On April 1, the station went DJ-free, alternating music and bland ads promoting “The Evolution”.
The Evolution proved to be the hiring of one Matt Pinfield, a veteran of MTV and SiriusXM. The playlist hasn’t changed significantly*. Pinfield hosts the morning commute with one of the two surviving DJs filling the role of sidekick. The other hold-over has evening commute duties. And the rest of the time, the station remains mostly DJ-free.
* Yet. Frequent references to “The Pause” suggest that Cumulus is giving listeners a chance to grieve for the “old KFOG” before they make a formal format change.
So where’s the decline of civilization I warned you about in all this? It’s not the demise of the “old KFOG”. Stations change format or go out of business, and have since radio was invented.
What’s different here is that Cumulus has made it clear that they don’t believe there’s a demand for local radio. Their “new KFOG’s” long stretches of no-DJ programming and Matt Pinfield’s focus on Matt Pinfield* could be dropped seamlessly into an Internet streaming site or satellite radio channel.

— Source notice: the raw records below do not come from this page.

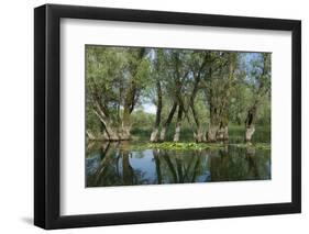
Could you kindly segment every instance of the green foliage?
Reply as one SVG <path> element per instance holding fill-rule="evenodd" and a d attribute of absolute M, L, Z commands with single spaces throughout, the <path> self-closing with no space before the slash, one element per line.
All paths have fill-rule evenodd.
<path fill-rule="evenodd" d="M 135 141 L 148 138 L 156 115 L 143 105 L 158 105 L 159 130 L 170 108 L 184 108 L 180 141 L 192 141 L 200 127 L 229 125 L 230 141 L 243 141 L 247 112 L 256 108 L 256 133 L 262 141 L 271 124 L 271 54 L 175 48 L 86 45 L 86 127 L 98 135 L 108 126 L 126 125 Z M 126 114 L 126 115 L 125 115 Z M 173 140 L 176 115 L 167 129 Z M 234 127 L 236 126 L 236 127 Z M 234 127 L 234 129 L 233 129 Z M 269 136 L 269 137 L 268 137 Z M 264 137 L 265 138 L 265 137 Z"/>

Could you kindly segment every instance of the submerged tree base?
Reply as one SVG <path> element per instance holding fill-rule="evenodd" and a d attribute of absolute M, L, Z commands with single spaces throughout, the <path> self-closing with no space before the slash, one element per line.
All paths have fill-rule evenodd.
<path fill-rule="evenodd" d="M 256 143 L 253 145 L 247 144 L 224 144 L 224 143 L 129 143 L 119 144 L 119 147 L 126 151 L 144 151 L 144 149 L 164 149 L 164 151 L 201 151 L 201 149 L 220 149 L 227 146 L 234 146 L 241 148 L 256 148 L 256 149 L 271 149 L 271 144 Z"/>

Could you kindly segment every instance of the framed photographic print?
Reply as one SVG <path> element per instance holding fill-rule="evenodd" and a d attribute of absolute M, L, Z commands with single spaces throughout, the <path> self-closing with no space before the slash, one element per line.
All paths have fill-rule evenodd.
<path fill-rule="evenodd" d="M 299 213 L 301 23 L 34 10 L 34 223 Z"/>

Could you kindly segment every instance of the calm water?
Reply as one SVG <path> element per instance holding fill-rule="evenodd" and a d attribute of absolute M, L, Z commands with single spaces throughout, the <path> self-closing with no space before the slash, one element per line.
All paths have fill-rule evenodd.
<path fill-rule="evenodd" d="M 86 186 L 132 186 L 271 179 L 271 151 L 227 146 L 202 151 L 89 147 Z"/>

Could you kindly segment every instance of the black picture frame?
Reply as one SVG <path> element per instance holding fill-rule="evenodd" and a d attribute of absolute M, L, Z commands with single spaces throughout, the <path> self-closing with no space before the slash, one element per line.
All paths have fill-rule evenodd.
<path fill-rule="evenodd" d="M 102 214 L 59 214 L 60 19 L 290 31 L 291 202 Z M 66 229 L 115 224 L 239 218 L 301 212 L 301 22 L 264 18 L 45 4 L 34 10 L 34 224 Z"/>

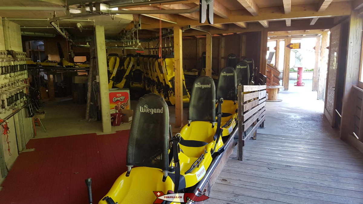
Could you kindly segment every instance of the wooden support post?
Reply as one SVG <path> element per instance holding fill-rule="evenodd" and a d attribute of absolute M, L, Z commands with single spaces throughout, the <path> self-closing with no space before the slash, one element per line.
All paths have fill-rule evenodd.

* Seriously. I haven’t done an actual count, but I’m pretty sure that every sentence he speaks begins with the word “I” or “My”. “I remember…” “I met him…” “My good friend…”

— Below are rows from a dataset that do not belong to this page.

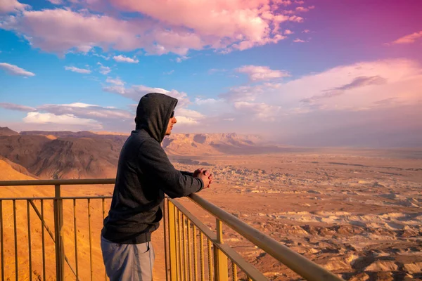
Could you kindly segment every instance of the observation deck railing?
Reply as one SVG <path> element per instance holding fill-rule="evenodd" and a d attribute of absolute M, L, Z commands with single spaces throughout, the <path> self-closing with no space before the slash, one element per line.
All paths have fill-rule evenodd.
<path fill-rule="evenodd" d="M 61 186 L 110 185 L 115 181 L 114 178 L 0 181 L 0 187 L 54 186 L 54 196 L 1 197 L 0 192 L 1 280 L 107 280 L 99 230 L 111 196 L 62 196 Z M 342 280 L 197 194 L 189 199 L 215 217 L 216 232 L 179 200 L 166 198 L 163 210 L 166 280 L 267 280 L 264 273 L 224 243 L 224 225 L 307 280 Z M 68 207 L 63 209 L 65 204 Z M 93 213 L 101 216 L 95 220 Z M 13 245 L 5 244 L 5 237 L 13 240 Z M 93 239 L 98 242 L 97 247 L 93 247 Z M 23 240 L 25 244 L 20 242 Z M 87 267 L 89 272 L 81 270 Z"/>

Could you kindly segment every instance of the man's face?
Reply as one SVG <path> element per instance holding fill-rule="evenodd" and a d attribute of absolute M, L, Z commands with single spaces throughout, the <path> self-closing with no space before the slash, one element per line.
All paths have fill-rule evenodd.
<path fill-rule="evenodd" d="M 172 115 L 170 117 L 170 120 L 169 121 L 169 124 L 167 125 L 167 129 L 165 131 L 166 136 L 170 136 L 172 133 L 172 129 L 173 129 L 173 125 L 177 123 L 177 120 L 174 117 L 174 112 L 172 112 Z"/>

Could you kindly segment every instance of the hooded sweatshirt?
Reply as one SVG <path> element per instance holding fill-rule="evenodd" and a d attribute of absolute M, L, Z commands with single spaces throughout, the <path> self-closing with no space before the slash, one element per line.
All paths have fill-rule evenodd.
<path fill-rule="evenodd" d="M 150 93 L 136 109 L 136 130 L 119 157 L 108 216 L 101 235 L 119 244 L 151 241 L 162 218 L 165 193 L 171 198 L 187 196 L 203 188 L 192 173 L 177 170 L 160 145 L 177 100 Z"/>

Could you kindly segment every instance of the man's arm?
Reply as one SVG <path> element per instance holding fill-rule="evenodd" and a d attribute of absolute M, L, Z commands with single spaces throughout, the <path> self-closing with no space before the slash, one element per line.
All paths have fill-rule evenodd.
<path fill-rule="evenodd" d="M 180 171 L 180 172 L 181 173 L 182 175 L 193 176 L 193 173 L 192 173 L 191 171 Z"/>
<path fill-rule="evenodd" d="M 204 187 L 200 178 L 177 170 L 155 140 L 148 140 L 141 145 L 139 161 L 143 174 L 172 198 L 187 196 Z"/>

Local associations are terrestrial radio’s only significant differentiator. Canned press releases, thinly disguised ads for local shows by nationally-touring performers, and outsourced traffic reports are no substitute for a local DJ who can talk knowledgeably about local artists and events.

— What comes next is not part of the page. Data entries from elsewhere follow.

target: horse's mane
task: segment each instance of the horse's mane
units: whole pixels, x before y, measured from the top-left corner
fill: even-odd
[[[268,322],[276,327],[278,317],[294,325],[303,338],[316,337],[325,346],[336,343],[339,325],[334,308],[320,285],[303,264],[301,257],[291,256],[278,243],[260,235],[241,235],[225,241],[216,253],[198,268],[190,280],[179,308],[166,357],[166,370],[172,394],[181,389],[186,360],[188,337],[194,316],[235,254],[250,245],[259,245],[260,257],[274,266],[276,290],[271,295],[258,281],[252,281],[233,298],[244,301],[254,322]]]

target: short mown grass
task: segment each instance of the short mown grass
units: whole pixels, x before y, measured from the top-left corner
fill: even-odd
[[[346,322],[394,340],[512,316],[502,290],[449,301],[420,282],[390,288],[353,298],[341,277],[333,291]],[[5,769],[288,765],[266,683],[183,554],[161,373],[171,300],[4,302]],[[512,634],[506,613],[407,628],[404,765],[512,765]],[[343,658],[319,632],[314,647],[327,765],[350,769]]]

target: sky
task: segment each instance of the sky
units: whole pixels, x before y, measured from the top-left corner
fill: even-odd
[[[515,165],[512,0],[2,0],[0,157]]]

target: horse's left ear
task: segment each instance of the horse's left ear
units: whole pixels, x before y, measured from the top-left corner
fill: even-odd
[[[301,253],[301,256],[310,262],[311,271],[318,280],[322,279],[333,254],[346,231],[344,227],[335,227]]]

There’s a parallel here. The position of local radio stations relative to Internet and satellite stations is pretty much the same as neighborhood restaurant have towards the McDonald’ses and TGIFs. Or, to take a slightly different angle, the local hardware store compared to Amazon and Walmart. They survive by offering personalized customer service and products you can’t get anywhere else.
Unless Cumulus pulls a rabbit out of its hat when “The Pause” ends, their “new KFOG” will be lost in the mass of generic Modern Rock stations. But even if they do have a good surprise waiting for listeners, their tone deaf (sorry) approach to the change has alienated so many of the remaining listeners, I seriously doubt they’ll stick around.